Enter Joseph Bazalgette, the grandson of a French Protestant immigrant.  Bazalgette's work ethic and foresight would save the city of London.  The civil engineer planned the city's sewer system meticulously which would include 82 miles of underground brick main sewers and 1100 miles of street sewers serving to intercept the sewage before it landed in the River Thames.

But Bazalgette did not stop there.  Knowing that London's size was increasing dramatically (it doubled from 1800 to 1850) he announced:  "Well, we're only going to do this once and there's always the unforeseen."  Bazalgette took the most densely populated area of London, gave each citizen the most generous allowance of sewage production and calculated the appropriate diameter of pipe required.  Then he doubled it.  As a result, London's sewer system, which would have overflowed in the 1960's, remains adequate for the city.

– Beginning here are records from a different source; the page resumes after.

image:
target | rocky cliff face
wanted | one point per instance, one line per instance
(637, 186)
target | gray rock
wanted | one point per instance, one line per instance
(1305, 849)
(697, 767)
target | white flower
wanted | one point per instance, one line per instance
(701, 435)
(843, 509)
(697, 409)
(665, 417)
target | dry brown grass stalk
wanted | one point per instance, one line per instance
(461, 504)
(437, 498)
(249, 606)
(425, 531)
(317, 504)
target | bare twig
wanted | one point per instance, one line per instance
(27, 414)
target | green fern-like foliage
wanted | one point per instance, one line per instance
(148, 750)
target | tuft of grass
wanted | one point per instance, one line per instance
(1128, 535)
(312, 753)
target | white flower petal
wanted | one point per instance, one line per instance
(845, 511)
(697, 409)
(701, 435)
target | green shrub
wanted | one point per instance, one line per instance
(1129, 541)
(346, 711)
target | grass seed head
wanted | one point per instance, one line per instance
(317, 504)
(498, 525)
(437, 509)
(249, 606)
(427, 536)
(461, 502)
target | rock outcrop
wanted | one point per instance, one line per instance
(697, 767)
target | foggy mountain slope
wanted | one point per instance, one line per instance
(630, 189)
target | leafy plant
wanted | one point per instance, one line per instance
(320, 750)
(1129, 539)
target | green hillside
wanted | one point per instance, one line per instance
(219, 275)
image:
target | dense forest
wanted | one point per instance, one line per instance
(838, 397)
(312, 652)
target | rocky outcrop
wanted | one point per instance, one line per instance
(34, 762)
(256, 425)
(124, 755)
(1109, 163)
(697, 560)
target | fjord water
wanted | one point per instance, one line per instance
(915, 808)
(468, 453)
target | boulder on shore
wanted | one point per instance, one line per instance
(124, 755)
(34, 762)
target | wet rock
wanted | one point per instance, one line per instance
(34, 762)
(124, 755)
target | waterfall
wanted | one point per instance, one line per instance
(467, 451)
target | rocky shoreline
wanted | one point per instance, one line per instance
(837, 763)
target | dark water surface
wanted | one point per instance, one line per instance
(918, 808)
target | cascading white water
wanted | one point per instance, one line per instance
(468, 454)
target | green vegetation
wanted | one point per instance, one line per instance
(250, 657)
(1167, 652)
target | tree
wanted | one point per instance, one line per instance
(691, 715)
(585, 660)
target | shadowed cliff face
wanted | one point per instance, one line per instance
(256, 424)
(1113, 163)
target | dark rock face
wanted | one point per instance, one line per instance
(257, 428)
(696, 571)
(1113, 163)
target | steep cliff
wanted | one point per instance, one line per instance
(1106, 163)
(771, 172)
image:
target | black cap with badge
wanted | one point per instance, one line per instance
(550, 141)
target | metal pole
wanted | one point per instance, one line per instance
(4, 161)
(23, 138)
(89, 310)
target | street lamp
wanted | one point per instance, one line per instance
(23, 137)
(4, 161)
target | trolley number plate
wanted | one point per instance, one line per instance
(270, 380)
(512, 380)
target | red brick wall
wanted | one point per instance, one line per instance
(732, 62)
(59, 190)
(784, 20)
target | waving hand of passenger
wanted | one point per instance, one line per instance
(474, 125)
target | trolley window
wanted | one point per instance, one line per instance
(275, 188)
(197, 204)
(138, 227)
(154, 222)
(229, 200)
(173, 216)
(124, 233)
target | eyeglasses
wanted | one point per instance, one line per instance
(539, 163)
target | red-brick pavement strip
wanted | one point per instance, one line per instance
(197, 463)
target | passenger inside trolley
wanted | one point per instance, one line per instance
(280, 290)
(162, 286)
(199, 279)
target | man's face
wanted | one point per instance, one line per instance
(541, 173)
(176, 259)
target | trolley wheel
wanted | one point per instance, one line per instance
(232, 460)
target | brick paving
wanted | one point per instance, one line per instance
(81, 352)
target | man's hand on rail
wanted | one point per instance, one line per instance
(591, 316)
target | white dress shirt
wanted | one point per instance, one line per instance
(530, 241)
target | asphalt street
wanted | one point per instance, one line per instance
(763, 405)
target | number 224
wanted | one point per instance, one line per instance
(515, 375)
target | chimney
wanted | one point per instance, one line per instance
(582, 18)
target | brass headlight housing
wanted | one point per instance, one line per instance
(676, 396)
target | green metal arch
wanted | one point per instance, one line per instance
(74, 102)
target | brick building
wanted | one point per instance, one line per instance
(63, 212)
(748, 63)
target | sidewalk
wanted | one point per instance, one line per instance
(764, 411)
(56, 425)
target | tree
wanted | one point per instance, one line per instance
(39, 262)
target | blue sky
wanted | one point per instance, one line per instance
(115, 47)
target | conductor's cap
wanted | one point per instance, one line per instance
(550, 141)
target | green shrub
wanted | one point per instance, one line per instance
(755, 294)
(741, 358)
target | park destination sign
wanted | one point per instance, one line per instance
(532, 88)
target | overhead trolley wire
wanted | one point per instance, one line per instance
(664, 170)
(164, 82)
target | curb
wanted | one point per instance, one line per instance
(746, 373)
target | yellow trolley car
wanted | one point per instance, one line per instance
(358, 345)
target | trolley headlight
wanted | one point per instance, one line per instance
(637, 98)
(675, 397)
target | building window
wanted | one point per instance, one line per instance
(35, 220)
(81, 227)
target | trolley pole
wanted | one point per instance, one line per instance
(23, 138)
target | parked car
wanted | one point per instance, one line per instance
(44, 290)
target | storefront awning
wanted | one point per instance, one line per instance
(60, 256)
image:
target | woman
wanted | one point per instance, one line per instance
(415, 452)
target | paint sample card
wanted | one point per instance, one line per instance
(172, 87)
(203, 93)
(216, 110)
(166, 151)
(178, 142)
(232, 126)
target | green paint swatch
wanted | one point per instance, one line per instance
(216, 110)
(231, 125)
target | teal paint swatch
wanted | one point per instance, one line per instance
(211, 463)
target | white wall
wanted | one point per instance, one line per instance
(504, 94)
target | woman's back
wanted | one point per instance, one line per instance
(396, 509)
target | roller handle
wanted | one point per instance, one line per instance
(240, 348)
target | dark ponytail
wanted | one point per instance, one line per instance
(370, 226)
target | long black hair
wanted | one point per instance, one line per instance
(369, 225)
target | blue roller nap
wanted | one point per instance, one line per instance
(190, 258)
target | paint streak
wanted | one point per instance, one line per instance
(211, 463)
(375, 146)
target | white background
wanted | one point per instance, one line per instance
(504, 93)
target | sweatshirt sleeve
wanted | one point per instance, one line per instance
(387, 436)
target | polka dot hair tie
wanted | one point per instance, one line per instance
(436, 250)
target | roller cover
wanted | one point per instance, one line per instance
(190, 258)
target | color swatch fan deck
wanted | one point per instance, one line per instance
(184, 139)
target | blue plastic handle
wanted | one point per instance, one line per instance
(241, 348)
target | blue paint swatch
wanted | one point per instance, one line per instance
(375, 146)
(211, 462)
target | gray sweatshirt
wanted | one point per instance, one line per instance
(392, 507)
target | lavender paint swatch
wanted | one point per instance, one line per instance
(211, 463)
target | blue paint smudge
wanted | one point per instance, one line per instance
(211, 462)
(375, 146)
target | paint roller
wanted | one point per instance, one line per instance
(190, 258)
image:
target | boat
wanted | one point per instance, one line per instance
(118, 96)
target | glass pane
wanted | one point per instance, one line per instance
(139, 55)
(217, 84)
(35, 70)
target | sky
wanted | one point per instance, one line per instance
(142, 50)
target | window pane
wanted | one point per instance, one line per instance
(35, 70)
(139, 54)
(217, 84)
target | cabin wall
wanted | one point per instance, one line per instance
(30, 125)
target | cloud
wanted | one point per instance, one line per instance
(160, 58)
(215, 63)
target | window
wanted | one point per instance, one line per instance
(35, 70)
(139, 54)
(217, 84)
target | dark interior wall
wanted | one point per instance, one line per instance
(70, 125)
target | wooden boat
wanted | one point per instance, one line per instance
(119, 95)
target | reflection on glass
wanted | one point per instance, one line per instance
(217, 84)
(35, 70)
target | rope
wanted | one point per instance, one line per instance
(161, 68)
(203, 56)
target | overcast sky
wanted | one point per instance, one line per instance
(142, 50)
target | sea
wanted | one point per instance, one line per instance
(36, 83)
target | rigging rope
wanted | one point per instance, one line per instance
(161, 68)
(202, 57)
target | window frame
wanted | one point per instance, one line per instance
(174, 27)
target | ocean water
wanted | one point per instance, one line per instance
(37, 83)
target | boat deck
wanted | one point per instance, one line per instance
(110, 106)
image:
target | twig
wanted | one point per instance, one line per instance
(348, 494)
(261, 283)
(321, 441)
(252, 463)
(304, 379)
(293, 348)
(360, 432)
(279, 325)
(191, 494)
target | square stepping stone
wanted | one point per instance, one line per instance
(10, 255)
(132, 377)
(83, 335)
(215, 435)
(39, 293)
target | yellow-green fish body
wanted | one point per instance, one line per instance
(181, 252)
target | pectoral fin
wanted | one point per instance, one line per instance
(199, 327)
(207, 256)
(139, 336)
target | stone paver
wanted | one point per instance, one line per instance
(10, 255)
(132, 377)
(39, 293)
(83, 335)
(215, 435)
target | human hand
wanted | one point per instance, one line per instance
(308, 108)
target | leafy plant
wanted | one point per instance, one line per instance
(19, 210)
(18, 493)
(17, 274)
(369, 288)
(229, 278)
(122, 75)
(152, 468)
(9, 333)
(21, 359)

Bazalgette's system was officially opened by Edward, Prince of Wales in 1865.  The effects were almost immediate.  The stench disappeared.  The rate of cholera and typhus dropped.  And fish returned to the Thames; flounders were caught at Westminster (http://www.casebook.org/victorian_london/ridcholera.html).

It would take a full ten years for the London sewer system to be completed, with Bazalgette overseeing every detail. "Bazalgette's capacity for hard work was remarkable; every connection to the sewerage system by the various vestry councils had to be checked and Bazalgette did this himself and the records contain thousands of linen tracings with handwritten comments in Indian ink on them 'approved JWB'.  It would be Bazalgette's greatest feat.